The destination of this year’s Euro 2020 title is known, Italy could win just their second European Championship or England will compound 55 years of hurt in international tournaments, with a first continental title on home soil.
After 120 riveting minutes of semifinal action for each side, an emotional summer for both nations will come to a head at Wembley on Sunday night.
England edged Denmark while Italy got the better of Spain on penalties to get to the showpiece. There are almost no two nations more desperate to lift the European Championship.
The England manager, Gareth Southgate, suffered penalty shootout agony as a player against Germany in 1996 but became the first coach since 1966 to reach a final with the Three Lions at a major international tournament.
England’s run to their first final in 55 years is a culmination of five years of steady progress; five years in which the culture and mentality among the players has been completely transformed.
Thus they have captured the imagination of a success-starved nation.
Southgate is responsible for that and he deserves credit for doing things his own way too.
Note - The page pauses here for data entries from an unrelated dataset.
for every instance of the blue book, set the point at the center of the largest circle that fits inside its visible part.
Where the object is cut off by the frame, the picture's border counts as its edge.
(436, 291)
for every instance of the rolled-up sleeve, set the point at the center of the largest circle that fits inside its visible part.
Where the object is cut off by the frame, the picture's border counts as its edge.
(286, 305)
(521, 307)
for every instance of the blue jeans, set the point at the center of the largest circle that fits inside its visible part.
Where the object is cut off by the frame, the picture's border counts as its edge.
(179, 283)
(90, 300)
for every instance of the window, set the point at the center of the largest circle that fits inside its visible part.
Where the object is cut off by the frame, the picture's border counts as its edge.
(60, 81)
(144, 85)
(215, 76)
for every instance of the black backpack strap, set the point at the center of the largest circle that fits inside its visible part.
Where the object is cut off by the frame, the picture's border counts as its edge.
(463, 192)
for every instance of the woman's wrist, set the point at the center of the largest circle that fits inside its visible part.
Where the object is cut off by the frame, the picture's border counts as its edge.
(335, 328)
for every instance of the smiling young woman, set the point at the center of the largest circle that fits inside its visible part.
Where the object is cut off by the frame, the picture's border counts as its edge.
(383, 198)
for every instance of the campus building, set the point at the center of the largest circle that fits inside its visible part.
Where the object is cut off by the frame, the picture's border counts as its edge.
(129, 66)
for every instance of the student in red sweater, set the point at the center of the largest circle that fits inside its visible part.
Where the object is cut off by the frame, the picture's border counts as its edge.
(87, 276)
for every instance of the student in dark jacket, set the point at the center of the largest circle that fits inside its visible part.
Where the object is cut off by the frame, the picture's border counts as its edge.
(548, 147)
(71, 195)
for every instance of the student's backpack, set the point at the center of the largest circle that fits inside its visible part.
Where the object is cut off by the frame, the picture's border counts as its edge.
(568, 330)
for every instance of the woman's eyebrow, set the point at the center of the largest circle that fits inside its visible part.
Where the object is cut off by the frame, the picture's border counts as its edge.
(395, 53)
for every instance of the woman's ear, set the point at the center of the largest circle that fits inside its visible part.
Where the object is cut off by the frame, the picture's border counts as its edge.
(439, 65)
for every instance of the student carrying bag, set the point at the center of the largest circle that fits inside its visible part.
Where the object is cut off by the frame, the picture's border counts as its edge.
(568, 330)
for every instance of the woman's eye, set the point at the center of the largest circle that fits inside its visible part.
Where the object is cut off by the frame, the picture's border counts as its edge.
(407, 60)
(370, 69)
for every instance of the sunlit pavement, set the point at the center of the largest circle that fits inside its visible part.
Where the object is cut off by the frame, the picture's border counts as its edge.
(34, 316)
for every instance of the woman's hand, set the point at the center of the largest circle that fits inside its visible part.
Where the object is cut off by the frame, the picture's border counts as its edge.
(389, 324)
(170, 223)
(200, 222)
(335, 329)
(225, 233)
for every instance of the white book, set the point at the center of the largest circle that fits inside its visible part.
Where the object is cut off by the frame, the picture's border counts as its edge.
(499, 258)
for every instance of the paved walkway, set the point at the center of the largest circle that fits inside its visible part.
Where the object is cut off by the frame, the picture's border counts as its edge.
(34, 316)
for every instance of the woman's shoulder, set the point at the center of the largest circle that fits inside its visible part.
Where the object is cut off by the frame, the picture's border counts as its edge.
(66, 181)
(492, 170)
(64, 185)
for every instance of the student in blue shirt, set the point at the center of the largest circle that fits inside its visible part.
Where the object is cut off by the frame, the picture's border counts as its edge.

Having made big calls at Euro 2020 which have all come off.
They will require one final big effort to defeat a team they have never beaten in four major tournament meetings, at this last hurdle.
The Azzurri, on their part, beat two top teams in Belgium and Spain to get here and will be full of belief to defeat the home team and extend their record 33-game unbeaten run.
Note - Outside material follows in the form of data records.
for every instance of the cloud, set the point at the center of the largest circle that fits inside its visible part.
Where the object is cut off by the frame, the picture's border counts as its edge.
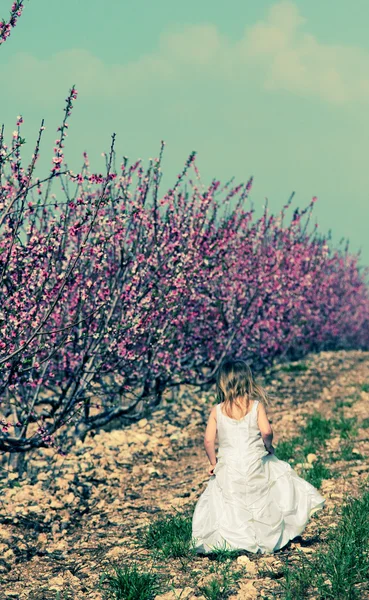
(276, 52)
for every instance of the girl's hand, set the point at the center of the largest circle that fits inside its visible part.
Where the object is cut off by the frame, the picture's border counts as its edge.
(211, 469)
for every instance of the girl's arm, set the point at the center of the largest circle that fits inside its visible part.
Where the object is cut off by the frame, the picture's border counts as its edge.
(209, 439)
(265, 428)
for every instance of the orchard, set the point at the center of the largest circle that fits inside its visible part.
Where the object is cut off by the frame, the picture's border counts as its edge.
(112, 292)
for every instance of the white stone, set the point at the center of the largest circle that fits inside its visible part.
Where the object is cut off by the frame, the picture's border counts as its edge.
(311, 458)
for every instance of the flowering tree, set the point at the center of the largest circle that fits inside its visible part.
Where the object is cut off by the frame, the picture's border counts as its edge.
(111, 293)
(6, 26)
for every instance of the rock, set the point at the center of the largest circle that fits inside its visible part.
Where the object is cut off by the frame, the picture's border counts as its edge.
(186, 593)
(311, 458)
(55, 583)
(69, 498)
(143, 438)
(9, 554)
(171, 429)
(5, 534)
(251, 566)
(246, 591)
(42, 538)
(115, 552)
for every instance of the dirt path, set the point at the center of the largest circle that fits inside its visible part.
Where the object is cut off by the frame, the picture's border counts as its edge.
(71, 517)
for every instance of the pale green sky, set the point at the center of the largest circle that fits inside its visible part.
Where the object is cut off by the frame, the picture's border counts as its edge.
(278, 90)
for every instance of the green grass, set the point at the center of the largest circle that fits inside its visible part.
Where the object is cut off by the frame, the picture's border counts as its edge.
(346, 452)
(222, 584)
(129, 583)
(224, 554)
(340, 569)
(288, 449)
(317, 473)
(295, 368)
(170, 536)
(347, 426)
(317, 429)
(343, 403)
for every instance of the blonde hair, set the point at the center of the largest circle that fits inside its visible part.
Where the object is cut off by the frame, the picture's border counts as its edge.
(235, 383)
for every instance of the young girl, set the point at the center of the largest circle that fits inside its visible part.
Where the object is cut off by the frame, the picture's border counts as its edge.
(253, 501)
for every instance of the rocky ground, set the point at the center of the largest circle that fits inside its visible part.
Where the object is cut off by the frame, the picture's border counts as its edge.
(70, 518)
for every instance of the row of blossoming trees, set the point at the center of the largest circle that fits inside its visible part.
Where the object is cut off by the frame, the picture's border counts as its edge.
(111, 292)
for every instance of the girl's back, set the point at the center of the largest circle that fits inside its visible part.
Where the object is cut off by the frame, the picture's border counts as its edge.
(239, 437)
(253, 501)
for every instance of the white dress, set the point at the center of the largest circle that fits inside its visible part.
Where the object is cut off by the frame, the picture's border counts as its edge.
(254, 501)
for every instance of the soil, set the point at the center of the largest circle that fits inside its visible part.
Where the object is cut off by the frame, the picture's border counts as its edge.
(68, 519)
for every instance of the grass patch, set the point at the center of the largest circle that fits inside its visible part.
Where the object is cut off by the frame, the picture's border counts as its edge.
(288, 449)
(346, 452)
(347, 426)
(341, 568)
(343, 403)
(222, 584)
(295, 368)
(316, 474)
(170, 536)
(317, 429)
(129, 583)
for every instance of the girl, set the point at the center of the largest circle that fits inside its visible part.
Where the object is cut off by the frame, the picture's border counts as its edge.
(253, 501)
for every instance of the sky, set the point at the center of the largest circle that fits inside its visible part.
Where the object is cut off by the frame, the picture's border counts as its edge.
(274, 89)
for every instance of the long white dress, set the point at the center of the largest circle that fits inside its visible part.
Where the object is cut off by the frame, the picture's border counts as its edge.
(254, 501)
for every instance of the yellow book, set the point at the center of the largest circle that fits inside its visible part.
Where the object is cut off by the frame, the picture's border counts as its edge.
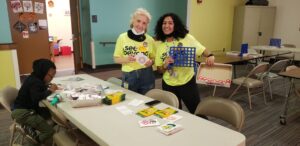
(165, 112)
(147, 112)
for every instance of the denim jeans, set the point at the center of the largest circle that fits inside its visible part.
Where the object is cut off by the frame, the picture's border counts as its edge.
(141, 80)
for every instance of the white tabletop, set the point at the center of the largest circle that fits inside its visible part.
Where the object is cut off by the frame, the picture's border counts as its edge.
(109, 127)
(275, 49)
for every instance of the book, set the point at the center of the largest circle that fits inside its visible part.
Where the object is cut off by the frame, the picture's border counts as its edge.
(173, 118)
(149, 122)
(147, 112)
(169, 128)
(165, 112)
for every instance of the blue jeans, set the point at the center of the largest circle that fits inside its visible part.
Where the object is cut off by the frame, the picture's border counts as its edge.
(141, 80)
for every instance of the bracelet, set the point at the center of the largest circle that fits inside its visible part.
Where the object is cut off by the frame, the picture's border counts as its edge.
(210, 55)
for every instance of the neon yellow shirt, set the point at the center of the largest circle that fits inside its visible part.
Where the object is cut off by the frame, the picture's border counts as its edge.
(182, 74)
(126, 46)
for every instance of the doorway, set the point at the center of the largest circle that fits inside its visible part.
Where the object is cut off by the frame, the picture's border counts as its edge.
(60, 36)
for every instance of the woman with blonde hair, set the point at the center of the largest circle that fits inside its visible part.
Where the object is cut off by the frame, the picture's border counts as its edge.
(135, 52)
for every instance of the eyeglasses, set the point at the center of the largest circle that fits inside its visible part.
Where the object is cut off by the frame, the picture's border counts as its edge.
(51, 76)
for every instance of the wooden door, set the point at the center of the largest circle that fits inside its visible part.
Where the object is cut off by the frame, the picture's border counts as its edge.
(251, 25)
(266, 26)
(37, 44)
(74, 7)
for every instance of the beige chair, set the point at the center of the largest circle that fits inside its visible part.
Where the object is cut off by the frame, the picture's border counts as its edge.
(7, 98)
(163, 96)
(117, 81)
(224, 109)
(251, 82)
(273, 71)
(290, 56)
(66, 134)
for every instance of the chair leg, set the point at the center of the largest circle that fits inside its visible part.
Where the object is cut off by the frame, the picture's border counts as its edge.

Captain Giorgio Chiellini reiterated their hard work and even surprise at going all the way.
“Playing the final is a dream come true,” he said.
“At the start we also believed that Mancini was crazy when he told us that we should be thinking about winning the European Championship.”
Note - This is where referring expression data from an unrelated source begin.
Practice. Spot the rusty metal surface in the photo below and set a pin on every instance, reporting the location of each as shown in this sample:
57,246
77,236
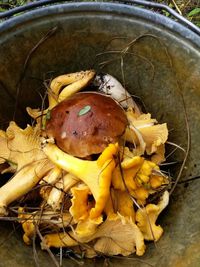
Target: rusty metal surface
83,33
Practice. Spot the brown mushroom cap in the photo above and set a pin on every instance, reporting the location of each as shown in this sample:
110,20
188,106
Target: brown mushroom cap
86,123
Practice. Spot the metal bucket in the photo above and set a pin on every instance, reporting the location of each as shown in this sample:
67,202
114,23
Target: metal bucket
164,67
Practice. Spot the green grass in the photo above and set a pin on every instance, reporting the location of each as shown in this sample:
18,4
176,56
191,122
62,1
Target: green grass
190,9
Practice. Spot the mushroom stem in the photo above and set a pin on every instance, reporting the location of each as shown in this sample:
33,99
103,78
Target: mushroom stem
96,174
57,193
74,81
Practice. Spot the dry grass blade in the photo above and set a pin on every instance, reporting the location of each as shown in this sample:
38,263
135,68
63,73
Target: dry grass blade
188,145
56,263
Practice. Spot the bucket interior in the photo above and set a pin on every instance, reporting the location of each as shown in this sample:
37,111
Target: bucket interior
162,71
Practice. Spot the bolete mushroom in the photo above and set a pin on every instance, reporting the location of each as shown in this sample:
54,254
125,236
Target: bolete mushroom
86,123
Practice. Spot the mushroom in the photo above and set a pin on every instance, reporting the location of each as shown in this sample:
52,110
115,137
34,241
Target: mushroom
86,123
22,147
109,85
95,174
109,236
56,195
147,216
74,81
143,130
48,218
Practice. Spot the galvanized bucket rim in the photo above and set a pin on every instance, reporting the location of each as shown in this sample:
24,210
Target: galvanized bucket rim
165,23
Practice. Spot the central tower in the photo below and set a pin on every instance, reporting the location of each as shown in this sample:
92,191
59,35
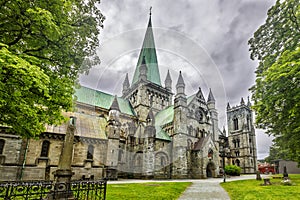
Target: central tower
146,91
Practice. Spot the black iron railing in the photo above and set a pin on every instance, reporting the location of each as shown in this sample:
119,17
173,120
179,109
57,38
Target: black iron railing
91,190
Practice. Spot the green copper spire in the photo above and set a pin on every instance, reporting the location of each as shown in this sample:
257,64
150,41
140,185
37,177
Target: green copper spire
148,52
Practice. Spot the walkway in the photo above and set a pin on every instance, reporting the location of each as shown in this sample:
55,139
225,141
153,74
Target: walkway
200,188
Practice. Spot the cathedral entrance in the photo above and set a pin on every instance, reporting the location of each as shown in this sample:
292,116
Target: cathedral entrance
210,170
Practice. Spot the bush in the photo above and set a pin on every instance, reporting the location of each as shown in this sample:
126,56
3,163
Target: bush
232,170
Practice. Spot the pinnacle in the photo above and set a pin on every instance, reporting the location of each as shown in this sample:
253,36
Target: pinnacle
114,105
210,96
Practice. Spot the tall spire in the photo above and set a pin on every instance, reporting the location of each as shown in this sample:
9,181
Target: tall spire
180,86
149,52
115,104
168,82
211,97
126,85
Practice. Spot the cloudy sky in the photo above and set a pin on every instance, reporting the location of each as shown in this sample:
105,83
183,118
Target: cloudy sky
206,40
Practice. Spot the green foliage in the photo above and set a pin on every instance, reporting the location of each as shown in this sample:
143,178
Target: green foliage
43,45
154,190
252,189
232,170
276,92
276,153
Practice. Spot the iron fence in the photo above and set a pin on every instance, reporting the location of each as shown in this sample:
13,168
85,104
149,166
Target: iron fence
34,190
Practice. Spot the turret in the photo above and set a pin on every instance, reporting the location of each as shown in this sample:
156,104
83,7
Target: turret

- Can Mancini pull off this summer’s perfect Italian Job?
- Could Saka be England’s secret weapon at Euro 2020?
Thus can Roberto Mancini’s men skip years of development and get the better of Southgate’s young guns?
The Battle of Wits
Italy and England have undoubtedly been the best teams at this year’s Euros.
Each has shown adaptability and an ability to win in several ways and the crucial game management has taken on far greater importance after the most grueling of seasons.
Although England have the depth of quality in their squad, Mancini is a master planner and would be devising a plan to frustrate and exhaust the Three Lions and their partisan Wembley crowd.
The strength in their collective is shown by the fact that five Italian players are on two goals apiece, including Manuel Locatelli and Matteo Pessina who are impact substitutes.
Indeed, the ex-City and Inter Milan boss is a Cup specialist throughout his managerial career who wants to banish the demons of his last Wembley Cup Final in 2013 when his side lost to lowly Wigan in the FA Cup showpiece.
Full-on Drama Once Again?
While both teams have unbeaten runs dating back from before the tournament began, a stalemate and extra time is a real possibility that the Italians would eye given England’s dodgy record at penalty shootouts.
In the semifinal, Denmark were cruelly denied spot-kicks with England’s controversial penalty award on the stroke of halftime in extra time, and the Italians would be hoping to take England and their fans to the edge with dreaded penalties. Even more so after impressively knocking out Spain with well-taken efforts of their own.
Indeed, Euro 2020 Final would be down to the smallest details, a battle of two seemingly unbeatable sides. Who blinks first?